Sin embargo, más allá de nuestras peleas o discusiones, nunca habría podido desquitarme con ella. Había algo en ella extremadamente ordinario que me obligaba a serle leal por siempre, con el tipo de lealtad que solo puede tenerse para con una compañera de cuarto, una hermana tonta o a un compatriota en otro país. La bandana rosa fosforescente que se ponía a diario, sus incomprensibles gustos musicales y su forma de vestir la convertían en el tipo de chica que todo el mundo en la escuela sabía que no tenía esperanzas en la vida. Los chicos ni siquiera volteaban a verla; las chicas la desestimaban como a un cero a la izquierda. Ni siquiera el equipo de voleibol le tenía mucho aprecio. No era una paria social y nadie abusaba de ella —era demasiado rica para eso, y el dinero sí tenía importancia en la escuela—, pero era inane en el sentido más amplio, extenso y extremo del término.

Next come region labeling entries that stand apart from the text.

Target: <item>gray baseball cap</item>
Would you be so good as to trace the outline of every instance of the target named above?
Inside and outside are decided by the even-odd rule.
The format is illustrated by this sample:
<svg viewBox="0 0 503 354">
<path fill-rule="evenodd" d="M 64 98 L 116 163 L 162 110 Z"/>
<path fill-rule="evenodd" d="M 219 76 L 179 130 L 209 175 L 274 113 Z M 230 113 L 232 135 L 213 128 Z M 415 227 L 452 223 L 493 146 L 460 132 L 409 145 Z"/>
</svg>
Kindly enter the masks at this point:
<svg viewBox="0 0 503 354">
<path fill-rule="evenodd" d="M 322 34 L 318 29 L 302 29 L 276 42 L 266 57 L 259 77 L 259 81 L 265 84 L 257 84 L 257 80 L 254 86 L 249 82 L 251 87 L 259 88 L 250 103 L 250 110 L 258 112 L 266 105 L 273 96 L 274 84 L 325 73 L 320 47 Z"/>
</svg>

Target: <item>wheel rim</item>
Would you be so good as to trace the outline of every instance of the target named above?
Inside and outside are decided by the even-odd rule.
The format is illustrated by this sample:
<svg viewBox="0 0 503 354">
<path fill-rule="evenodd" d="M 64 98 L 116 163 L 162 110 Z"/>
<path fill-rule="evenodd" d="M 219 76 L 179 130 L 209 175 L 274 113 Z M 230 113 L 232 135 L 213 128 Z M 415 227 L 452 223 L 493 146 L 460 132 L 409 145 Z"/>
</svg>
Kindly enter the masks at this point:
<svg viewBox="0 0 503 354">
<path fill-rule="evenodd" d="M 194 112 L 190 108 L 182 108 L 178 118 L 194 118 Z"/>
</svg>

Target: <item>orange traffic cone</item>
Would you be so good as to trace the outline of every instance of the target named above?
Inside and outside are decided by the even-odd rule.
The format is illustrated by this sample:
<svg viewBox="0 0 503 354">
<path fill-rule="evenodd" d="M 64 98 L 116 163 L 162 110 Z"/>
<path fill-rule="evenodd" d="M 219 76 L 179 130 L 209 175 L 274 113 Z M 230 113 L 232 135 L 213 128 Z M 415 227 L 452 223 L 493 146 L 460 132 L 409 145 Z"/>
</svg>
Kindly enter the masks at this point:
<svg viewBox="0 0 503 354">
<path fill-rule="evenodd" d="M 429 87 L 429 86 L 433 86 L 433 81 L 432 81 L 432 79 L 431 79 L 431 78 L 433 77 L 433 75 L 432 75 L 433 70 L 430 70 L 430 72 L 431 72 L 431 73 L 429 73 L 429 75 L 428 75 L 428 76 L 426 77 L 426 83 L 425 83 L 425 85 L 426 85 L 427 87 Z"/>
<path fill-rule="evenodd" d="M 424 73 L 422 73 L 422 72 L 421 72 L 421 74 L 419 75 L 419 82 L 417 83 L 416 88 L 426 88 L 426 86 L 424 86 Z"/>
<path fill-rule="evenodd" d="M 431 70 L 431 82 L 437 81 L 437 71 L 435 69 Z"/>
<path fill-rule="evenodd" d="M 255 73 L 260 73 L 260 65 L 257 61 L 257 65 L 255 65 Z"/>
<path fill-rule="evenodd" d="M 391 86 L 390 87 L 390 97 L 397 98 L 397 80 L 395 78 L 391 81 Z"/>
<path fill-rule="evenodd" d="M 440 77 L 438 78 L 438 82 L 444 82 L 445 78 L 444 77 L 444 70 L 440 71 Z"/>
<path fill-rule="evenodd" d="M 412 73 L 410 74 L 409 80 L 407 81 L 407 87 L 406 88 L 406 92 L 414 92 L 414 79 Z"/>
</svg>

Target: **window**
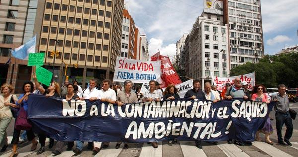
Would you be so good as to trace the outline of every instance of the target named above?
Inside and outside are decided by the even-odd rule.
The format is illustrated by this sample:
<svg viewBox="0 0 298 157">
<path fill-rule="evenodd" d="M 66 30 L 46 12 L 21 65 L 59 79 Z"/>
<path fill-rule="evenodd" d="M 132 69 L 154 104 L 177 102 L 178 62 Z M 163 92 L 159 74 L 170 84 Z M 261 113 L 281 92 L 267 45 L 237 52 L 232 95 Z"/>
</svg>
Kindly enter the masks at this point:
<svg viewBox="0 0 298 157">
<path fill-rule="evenodd" d="M 103 45 L 103 51 L 108 51 L 108 50 L 109 50 L 109 45 Z"/>
<path fill-rule="evenodd" d="M 101 50 L 101 44 L 96 44 L 96 47 L 95 48 L 97 50 Z"/>
<path fill-rule="evenodd" d="M 217 27 L 213 27 L 213 32 L 217 33 Z"/>
<path fill-rule="evenodd" d="M 73 54 L 72 56 L 72 60 L 77 60 L 77 54 Z"/>
<path fill-rule="evenodd" d="M 62 5 L 62 7 L 61 7 L 61 10 L 67 11 L 67 5 Z"/>
<path fill-rule="evenodd" d="M 98 4 L 98 0 L 93 0 L 93 3 L 94 4 Z"/>
<path fill-rule="evenodd" d="M 94 48 L 94 44 L 89 43 L 89 45 L 88 46 L 88 49 L 90 50 L 93 50 Z"/>
<path fill-rule="evenodd" d="M 210 66 L 210 62 L 205 61 L 205 67 Z"/>
<path fill-rule="evenodd" d="M 110 12 L 110 11 L 106 12 L 106 17 L 111 17 L 111 12 Z"/>
<path fill-rule="evenodd" d="M 205 49 L 209 49 L 209 43 L 205 44 Z"/>
<path fill-rule="evenodd" d="M 50 2 L 47 2 L 46 4 L 46 8 L 47 9 L 52 9 L 52 3 Z"/>
<path fill-rule="evenodd" d="M 53 21 L 58 21 L 58 16 L 57 15 L 53 15 L 53 17 L 52 18 L 52 20 Z"/>
<path fill-rule="evenodd" d="M 106 56 L 102 57 L 102 63 L 108 63 L 108 57 Z"/>
<path fill-rule="evenodd" d="M 43 26 L 42 27 L 42 32 L 45 33 L 48 33 L 49 31 L 49 27 L 48 26 Z"/>
<path fill-rule="evenodd" d="M 219 58 L 219 53 L 213 53 L 213 58 Z"/>
<path fill-rule="evenodd" d="M 102 38 L 102 33 L 97 32 L 97 39 L 101 39 Z"/>
<path fill-rule="evenodd" d="M 82 31 L 82 36 L 86 37 L 88 36 L 88 31 L 86 30 Z"/>
<path fill-rule="evenodd" d="M 69 17 L 68 23 L 74 23 L 74 17 Z"/>
<path fill-rule="evenodd" d="M 76 8 L 76 12 L 77 13 L 82 13 L 83 11 L 83 8 L 81 7 L 78 6 Z"/>
<path fill-rule="evenodd" d="M 92 9 L 92 13 L 91 13 L 93 15 L 97 15 L 97 10 L 94 9 Z"/>
<path fill-rule="evenodd" d="M 50 20 L 50 18 L 51 18 L 51 15 L 49 14 L 45 14 L 44 20 L 45 21 L 49 21 Z"/>
<path fill-rule="evenodd" d="M 59 34 L 64 34 L 64 28 L 59 28 Z"/>
<path fill-rule="evenodd" d="M 100 56 L 95 56 L 95 62 L 100 62 Z"/>
<path fill-rule="evenodd" d="M 54 9 L 55 10 L 59 10 L 60 9 L 60 4 L 55 3 L 54 4 Z"/>
<path fill-rule="evenodd" d="M 70 6 L 70 12 L 74 12 L 74 6 L 71 5 Z"/>
<path fill-rule="evenodd" d="M 74 35 L 80 35 L 80 30 L 79 29 L 74 29 Z"/>
<path fill-rule="evenodd" d="M 100 16 L 103 16 L 103 15 L 104 14 L 104 11 L 103 10 L 99 10 L 99 15 Z"/>
<path fill-rule="evenodd" d="M 54 39 L 50 39 L 50 41 L 49 42 L 49 45 L 50 46 L 55 46 L 55 40 Z"/>
<path fill-rule="evenodd" d="M 93 60 L 93 55 L 88 55 L 87 56 L 87 61 L 92 61 Z"/>
<path fill-rule="evenodd" d="M 210 57 L 210 53 L 209 52 L 205 52 L 205 57 Z"/>
<path fill-rule="evenodd" d="M 58 42 L 57 42 L 58 46 L 63 46 L 63 40 L 58 40 Z"/>
<path fill-rule="evenodd" d="M 210 76 L 210 71 L 208 71 L 208 70 L 205 71 L 205 76 Z"/>
<path fill-rule="evenodd" d="M 89 20 L 87 19 L 84 19 L 83 20 L 83 25 L 88 25 L 89 24 Z"/>
<path fill-rule="evenodd" d="M 74 43 L 73 44 L 73 47 L 74 47 L 74 48 L 78 48 L 78 42 L 74 41 Z"/>
<path fill-rule="evenodd" d="M 81 19 L 79 18 L 75 18 L 75 24 L 80 24 L 80 22 L 81 22 Z"/>
<path fill-rule="evenodd" d="M 219 46 L 217 44 L 213 44 L 213 49 L 218 50 L 219 49 Z"/>
<path fill-rule="evenodd" d="M 65 17 L 64 16 L 60 16 L 60 22 L 64 23 L 64 22 L 65 22 L 66 21 L 66 17 Z"/>
<path fill-rule="evenodd" d="M 209 40 L 209 35 L 205 34 L 205 40 Z"/>
<path fill-rule="evenodd" d="M 213 40 L 214 41 L 218 41 L 219 40 L 219 37 L 217 35 L 213 36 Z"/>
<path fill-rule="evenodd" d="M 95 20 L 91 20 L 90 25 L 91 26 L 96 26 L 96 21 Z"/>
<path fill-rule="evenodd" d="M 72 41 L 70 40 L 65 41 L 65 47 L 71 47 L 71 45 L 72 45 Z"/>
<path fill-rule="evenodd" d="M 64 53 L 64 59 L 66 60 L 70 59 L 70 53 L 67 52 Z"/>
<path fill-rule="evenodd" d="M 104 39 L 109 40 L 110 38 L 110 34 L 108 33 L 104 33 Z"/>
<path fill-rule="evenodd" d="M 84 11 L 84 13 L 86 14 L 90 14 L 90 8 L 87 8 L 87 7 L 85 7 L 85 11 Z"/>
<path fill-rule="evenodd" d="M 100 5 L 104 5 L 105 3 L 105 0 L 100 0 Z"/>
<path fill-rule="evenodd" d="M 103 22 L 102 21 L 98 21 L 98 24 L 97 24 L 97 27 L 102 27 L 103 26 Z"/>
<path fill-rule="evenodd" d="M 47 45 L 47 42 L 48 42 L 48 39 L 47 38 L 41 38 L 41 41 L 40 41 L 40 44 Z"/>
<path fill-rule="evenodd" d="M 105 27 L 106 28 L 110 28 L 110 22 L 106 22 L 105 23 Z"/>
<path fill-rule="evenodd" d="M 57 28 L 55 27 L 51 27 L 51 33 L 56 33 L 57 31 Z"/>
<path fill-rule="evenodd" d="M 86 45 L 86 43 L 85 42 L 81 42 L 81 49 L 85 49 Z"/>
<path fill-rule="evenodd" d="M 94 38 L 95 37 L 95 32 L 92 31 L 89 32 L 89 37 Z"/>
<path fill-rule="evenodd" d="M 205 31 L 209 31 L 209 26 L 204 26 L 204 30 Z"/>
<path fill-rule="evenodd" d="M 112 1 L 107 1 L 107 6 L 112 7 Z"/>
<path fill-rule="evenodd" d="M 79 55 L 79 60 L 80 61 L 85 61 L 85 54 L 80 54 Z"/>
</svg>

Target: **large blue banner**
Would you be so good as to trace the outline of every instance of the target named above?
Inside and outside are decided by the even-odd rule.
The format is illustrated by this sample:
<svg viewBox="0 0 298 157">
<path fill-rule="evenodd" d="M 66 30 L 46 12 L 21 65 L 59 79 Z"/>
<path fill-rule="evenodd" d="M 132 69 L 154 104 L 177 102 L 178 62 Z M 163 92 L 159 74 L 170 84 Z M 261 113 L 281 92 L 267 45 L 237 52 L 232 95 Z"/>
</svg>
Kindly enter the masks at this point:
<svg viewBox="0 0 298 157">
<path fill-rule="evenodd" d="M 31 95 L 28 116 L 35 129 L 66 141 L 146 142 L 168 140 L 252 141 L 274 102 L 243 99 L 180 99 L 119 106 L 99 100 L 66 101 Z"/>
</svg>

—¿Qué te regalaron de Navidad? —me preguntó después de que me hubiera bañado y metido a la cama.

—Libros, principalmente.

Esperó a que le hiciera la misma pregunta. Como no lo hice, se soltó a hablar.

—A mí me compraron ropa y unas botas vaqueras que quería desde hace años. Ah… y también… lo mejor es que mis papás me van a llevar a París en las vacaciones de Pascua. —La miré, pero estaba demasiado exhausta como para siquiera fingir interés en lo que estaba diciendo—. ¡Pa-rííííís! —chirrió.

—Ajá.

—Caray, qué aburrida eres a veces —dijo mientras apagaba las luces y se acomodaba en la cama con movimientos furiosos.

No respondí. Estaba pensando en el día siguiente y en lo irreal que parecía todo. Tendría que ver al profesor Sorrentino. No concebía una realidad en la que el profesor Sorrentino y yo volviéramos a ocupar el mismo tiempo y espacio. Pensé tanto en él durante las vacaciones que dejó de ser una persona real y se había convertido en una criatura de proporciones míticas. Ya no era un mortal. Dejó de ser un humano carismático, amigable y de carne y hueso que podía reírse conmigo de chistes sobre la mitocondria y dibujar caritas felices en mis exámenes. Era una aterradora deidad que tenía mi vida entre sus manos. Yo ya no me pertenecía; le pertenecía a él.

Encendí la luz para escribir esa última idea en mi diario, pero Georgina hizo pucheros, así que volví a apagarla.